For (2), let's first look at the simple example $\mathscr F = \sigma(\{E\}) = \{\emptyset, E, \Omega\setminus E, \Omega\}$. This is the $\sigma$-algebra which corresponds to a single event, if we have this "information", then for our outcome we know whether it belongs to $E$ or to $\Omega \setminus E$. So the conditional expectation should behave different on $E$ and on $\Omega \setminus E$, namely being the expectation with respect to $\P_E$ or $\P_{\Omega \setminus E}$. Hence we have for a random variable $X$: $$ \def\E{\mathbf E}\E(X\mid \mathscr F) = \begin{cases} \E_{P_E}(X) & \omega \in E\\ \E_{\P_{\Omega\setminus E}}(X) & \omega \in \Omega \setminus E \end{cases} $$ Recall that $$ \E_{\P_E}(X) = \frac 1{\P(E)}\int_E X\, d\P $$ As the next step, let's think of some more "information", in the above we have partitioned $\Omega$ into two sets, let's now look at a partition $\Omega = \biguplus_{i=1}^\infty E_i$, and $\mathscr F = \sigma\{E_i: i \ge 1\}$. If we have the information carried by $\mathscr F$, given $\omega \in \Omega$ what can we estimate $X(\omega)$. As we "know", to which $E_i$ $\omega$ belongs (that's the information carried by $\mathscr F$), the best we can do is $$ \E(X \mid \mathscr F)(\omega) = \frac 1{\P(E_i)}\int_{E_i} X \, d\P $$ (note that this is a $\mathscr F$-measurable $\sigma$-algebra. I like to think that in general a $\mathscr F$-measurable function somehow may only "use" information carried by $\mathscr F$, so we want $E(X\mid \mathscr F)$ to be a $\mathscr F$-measurable function in general (and as we have to give different answers on different elements of $\mathscr F$ [even different families of elements of $\mathscr F$ for each element $\omega$ in general]), the conditional expectation will be a random variable.

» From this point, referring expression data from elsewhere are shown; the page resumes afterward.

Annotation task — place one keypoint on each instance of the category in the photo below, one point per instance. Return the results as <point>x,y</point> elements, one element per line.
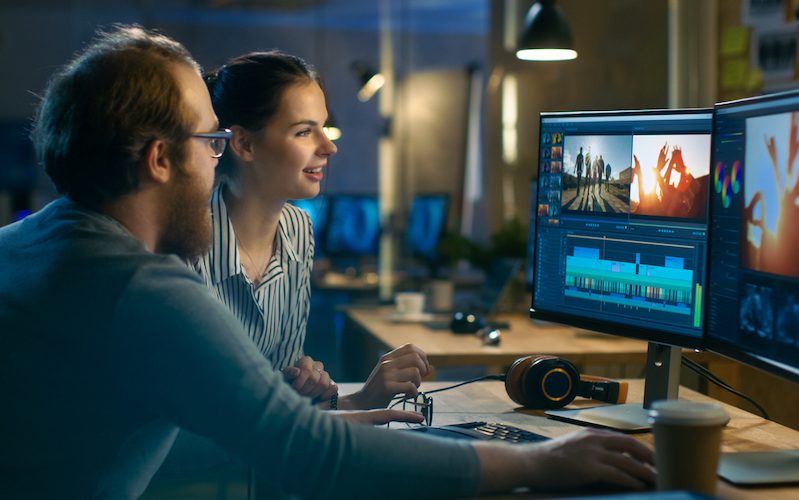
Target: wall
<point>622,64</point>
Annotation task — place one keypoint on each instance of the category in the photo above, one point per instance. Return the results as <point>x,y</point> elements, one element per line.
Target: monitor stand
<point>662,382</point>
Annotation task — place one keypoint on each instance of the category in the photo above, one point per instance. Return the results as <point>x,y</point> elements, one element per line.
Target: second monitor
<point>621,236</point>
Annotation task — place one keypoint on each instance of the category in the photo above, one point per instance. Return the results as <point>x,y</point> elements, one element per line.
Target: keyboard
<point>483,431</point>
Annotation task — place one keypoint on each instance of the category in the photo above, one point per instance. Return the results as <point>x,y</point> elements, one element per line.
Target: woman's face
<point>290,153</point>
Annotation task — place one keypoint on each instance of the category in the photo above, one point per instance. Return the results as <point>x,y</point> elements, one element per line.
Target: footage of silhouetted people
<point>596,174</point>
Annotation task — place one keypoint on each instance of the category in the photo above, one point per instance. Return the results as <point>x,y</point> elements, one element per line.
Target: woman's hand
<point>398,372</point>
<point>379,417</point>
<point>309,378</point>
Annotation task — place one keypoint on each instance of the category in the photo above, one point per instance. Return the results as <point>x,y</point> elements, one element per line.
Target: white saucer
<point>396,317</point>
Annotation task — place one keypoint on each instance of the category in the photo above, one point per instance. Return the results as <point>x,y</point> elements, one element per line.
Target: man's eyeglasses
<point>421,403</point>
<point>216,140</point>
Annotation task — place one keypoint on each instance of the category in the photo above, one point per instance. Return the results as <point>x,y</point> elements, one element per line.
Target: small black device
<point>463,322</point>
<point>483,431</point>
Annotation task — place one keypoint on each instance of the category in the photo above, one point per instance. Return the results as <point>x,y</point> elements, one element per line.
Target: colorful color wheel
<point>726,193</point>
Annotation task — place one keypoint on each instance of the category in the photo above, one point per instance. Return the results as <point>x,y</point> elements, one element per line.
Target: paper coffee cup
<point>687,444</point>
<point>409,303</point>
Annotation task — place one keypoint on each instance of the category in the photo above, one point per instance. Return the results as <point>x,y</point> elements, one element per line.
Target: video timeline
<point>615,276</point>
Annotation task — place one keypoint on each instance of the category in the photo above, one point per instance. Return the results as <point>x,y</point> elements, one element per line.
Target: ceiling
<point>430,16</point>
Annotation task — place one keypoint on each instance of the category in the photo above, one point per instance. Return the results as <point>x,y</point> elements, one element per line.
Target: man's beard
<point>188,229</point>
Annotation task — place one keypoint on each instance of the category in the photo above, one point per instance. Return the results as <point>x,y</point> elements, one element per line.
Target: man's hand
<point>379,417</point>
<point>572,461</point>
<point>398,372</point>
<point>309,378</point>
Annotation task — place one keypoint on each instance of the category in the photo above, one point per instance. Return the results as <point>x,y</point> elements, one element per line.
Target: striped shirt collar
<point>224,256</point>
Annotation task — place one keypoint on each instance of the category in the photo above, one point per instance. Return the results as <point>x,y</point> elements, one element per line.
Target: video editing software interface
<point>621,221</point>
<point>427,221</point>
<point>753,299</point>
<point>353,225</point>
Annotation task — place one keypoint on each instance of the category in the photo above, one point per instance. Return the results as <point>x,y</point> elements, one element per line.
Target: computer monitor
<point>427,221</point>
<point>621,237</point>
<point>353,226</point>
<point>316,208</point>
<point>530,254</point>
<point>753,276</point>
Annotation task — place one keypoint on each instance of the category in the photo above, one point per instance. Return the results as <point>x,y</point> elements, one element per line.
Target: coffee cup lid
<point>684,412</point>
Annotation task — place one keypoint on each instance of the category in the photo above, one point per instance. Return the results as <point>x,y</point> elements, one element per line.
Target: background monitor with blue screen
<point>621,229</point>
<point>753,277</point>
<point>316,208</point>
<point>427,221</point>
<point>353,225</point>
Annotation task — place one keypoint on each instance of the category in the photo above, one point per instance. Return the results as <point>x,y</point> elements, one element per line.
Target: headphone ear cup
<point>552,383</point>
<point>542,382</point>
<point>514,379</point>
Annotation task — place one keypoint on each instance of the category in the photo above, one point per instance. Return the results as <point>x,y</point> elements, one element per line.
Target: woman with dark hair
<point>262,253</point>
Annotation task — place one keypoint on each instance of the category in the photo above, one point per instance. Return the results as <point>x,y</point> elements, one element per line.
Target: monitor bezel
<point>660,336</point>
<point>723,347</point>
<point>332,199</point>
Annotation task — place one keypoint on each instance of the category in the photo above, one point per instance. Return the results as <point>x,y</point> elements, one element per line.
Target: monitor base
<point>760,467</point>
<point>630,417</point>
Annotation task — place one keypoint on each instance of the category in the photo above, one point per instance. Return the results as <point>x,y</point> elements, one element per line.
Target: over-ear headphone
<point>546,382</point>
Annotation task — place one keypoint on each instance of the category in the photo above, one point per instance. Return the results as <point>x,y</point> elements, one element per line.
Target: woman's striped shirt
<point>275,313</point>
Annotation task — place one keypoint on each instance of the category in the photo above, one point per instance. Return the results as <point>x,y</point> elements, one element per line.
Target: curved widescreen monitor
<point>353,225</point>
<point>753,297</point>
<point>621,222</point>
<point>427,222</point>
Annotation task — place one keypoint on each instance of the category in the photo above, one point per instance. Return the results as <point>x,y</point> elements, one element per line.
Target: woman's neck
<point>255,220</point>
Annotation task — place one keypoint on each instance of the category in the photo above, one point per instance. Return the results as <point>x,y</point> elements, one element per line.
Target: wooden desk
<point>488,401</point>
<point>372,334</point>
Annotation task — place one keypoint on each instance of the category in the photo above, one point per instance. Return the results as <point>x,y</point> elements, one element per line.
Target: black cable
<point>704,372</point>
<point>471,381</point>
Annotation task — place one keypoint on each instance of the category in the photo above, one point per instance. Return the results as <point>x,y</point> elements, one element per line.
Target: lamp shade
<point>370,80</point>
<point>331,130</point>
<point>546,35</point>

- One can think of the "information carried by a $\sigma$-algebra" as a measure of "roughness" of the events we are considering.
For example, think of the probability space modelling the outcome of rolling a dice: $$X = \{1,2,3,4,5,6\}.$$ The standard $\sigma$-algebra we could use here is just the power set of $X$; that is, we can consider any subset of $X$ as an event. However, if we are interested only in the parity of the outcome, then a smaller $\sigma$-algebra will suffice: $$\mathcal{F} = \{\emptyset, \{1,3,5\}, \{2,4,6\}, X\}.$$ If we restrict ourselves to this $\sigma$-algebra, we can still measure the probability of events which we can express in terms of parity, e.g. "the outcome was an even number". On the other hand, if we wanted to consider a question such as "was the outcome a prime number?", we would have to refine our $\sigma$-algebra in such a way that would make the subset $\{2,3,5\}$ measurable.
- As you said, the intuition behind the concept of conditional expectation can be drawn from (1). If $X$ is a random variable, we may (informally) think of $\mathbb{E}[X|\mathcal{F}]$ as the random variable which describes (imitates) $X$ as close as possible, while having only events from $\mathcal{F}$ in its "output".
Note: The "closeness" mentioned in (2) can actually be formalized in the following way: if we restrict our attention to the (Hilbert) space $L^2$ of square-integrable variables, then $\mathbb{E}[X|\mathcal{F}]$ is the orthogonal projection of $X$ onto the subspace consisting of $\mathcal{F}$-measurable functions.